Ann Stone, national chair of the group Republicans for Choice, told me this morning that the abortion plank in the Republican Party platform, as currently drafted, is “shorter and less inflammatory” than in the past. While it doesn’t endorse so-called personhood, it does endorse a Human Life Amendment, as the platform has for the past several election cycles.
Stone noted that she did not have a copy of the draft in front of her, as the Committee did not permit anyone other than delegates to have a copy, and that the draft was still in progress.
CNN reported this morning that the Committee was preparing “tough” anti-abortion language, but Stone said, as she was hurriedly returning to theCommittee meetings, “it could have been worse,” adding, however, “it could have been better.”
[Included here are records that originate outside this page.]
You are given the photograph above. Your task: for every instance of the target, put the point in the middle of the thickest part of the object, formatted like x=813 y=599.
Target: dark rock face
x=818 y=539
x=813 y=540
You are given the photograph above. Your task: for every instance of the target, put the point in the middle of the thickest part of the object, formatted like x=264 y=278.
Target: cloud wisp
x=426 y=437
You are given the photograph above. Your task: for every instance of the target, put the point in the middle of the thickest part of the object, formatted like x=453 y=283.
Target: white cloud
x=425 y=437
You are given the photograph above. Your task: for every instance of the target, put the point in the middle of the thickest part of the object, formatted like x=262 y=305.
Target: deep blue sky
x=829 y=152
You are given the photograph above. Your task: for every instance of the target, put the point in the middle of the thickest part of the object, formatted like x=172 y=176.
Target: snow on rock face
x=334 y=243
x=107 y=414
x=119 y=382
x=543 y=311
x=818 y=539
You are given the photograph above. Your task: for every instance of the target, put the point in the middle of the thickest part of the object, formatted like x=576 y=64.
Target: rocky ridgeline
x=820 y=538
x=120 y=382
The last draft that Stone saw, she told me, did not identify a human life amendment by name, and did not designate a particular version of it. But, she said, the current plank “came out of the subcommittee without endorsing personhood.” She described the draft as endorsing “the more traditional human life amendment” that Republicans have never, in reality, “bothered to bring up.” (That proposed amendment aims to reverse Roe v. Wade, although some versions have called for statements that life begins at conception.) She said the subcommittee did not adopt the personhood bill that Sen. Rand Paul (R-KY) “is pushing,” which would, rather than amending the Constitution, would statutorily grant constitutional rights under the 14th Amendment to fetuses. (I wrote about a similar proposal here.)
The platform committee also rejected language Republicans for Choice proposed, which, Stone said, “calls for religious liberty and for people to follow the faith of their own choice” on abortion. “Most mainline religions are pro-choice,” Stone said. This was the first time Republicans for Choice attempted to include such language, prompted by the anti-choicers’ own “religious liberty” campaign. “Might as well use their own arguments against them,” she said.
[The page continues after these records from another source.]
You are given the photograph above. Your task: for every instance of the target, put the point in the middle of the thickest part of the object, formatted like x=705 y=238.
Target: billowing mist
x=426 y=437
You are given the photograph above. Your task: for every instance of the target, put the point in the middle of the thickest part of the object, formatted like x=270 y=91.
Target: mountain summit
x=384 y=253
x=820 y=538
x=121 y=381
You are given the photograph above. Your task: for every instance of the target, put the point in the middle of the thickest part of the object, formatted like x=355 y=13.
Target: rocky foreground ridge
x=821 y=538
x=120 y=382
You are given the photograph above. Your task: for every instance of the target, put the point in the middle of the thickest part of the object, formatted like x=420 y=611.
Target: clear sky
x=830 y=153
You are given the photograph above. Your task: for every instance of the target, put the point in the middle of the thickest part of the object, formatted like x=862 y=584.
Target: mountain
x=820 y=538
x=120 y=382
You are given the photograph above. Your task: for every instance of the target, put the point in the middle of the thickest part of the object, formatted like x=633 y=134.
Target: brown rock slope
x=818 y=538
During “listening sessions” the Platform Committee discussed placing, for the first time, planks on abortion and same-sex marriage under the heading “Faith.” They now fall under the heading “Restoring Constitutional Governance.”
Stone added that the controversy around Rep. Todd Akin’s statements on “legitimate rape” have been “helpful to us” because they expose party members’ reliance on “junk science.” Akin “believes this and says stupid things,” she said.
“The buzz here—except for Phyllis Schafly—is that he’s an idiot, or I should say, he’s a robot on these things.”
UPDATE: The platform approved by the committee (and subject to final approval next week) is, as Kat Stoeffel reports, “exactly the same as the GOP’s 2008 abortion stance, give or take an ‘inherent’ and a ‘self-evident:'”
Faithful to the first guarantee of the Declaration of Independence, we assert the inherent dignity and sanctity of all human life and affirm that the unborn child has a fundamental individual right to life which cannot be infringed. We support a human life amendment to the Constitution, and we endorse legislation to make clear that the Fourteenth Amendment’s protections apply to unborn children.
Stoeffel adds:
In fact, the Republican Party’s platform on abortion has gone virtually unchanged since Ronald Reagan ran for reelection, according to the archive at The American Presidency Project. Platforms from 1984-2008 advocated for a human life amendment to the constitution and legislation that applies the protections of the Fourteenth Amendment to unborn children.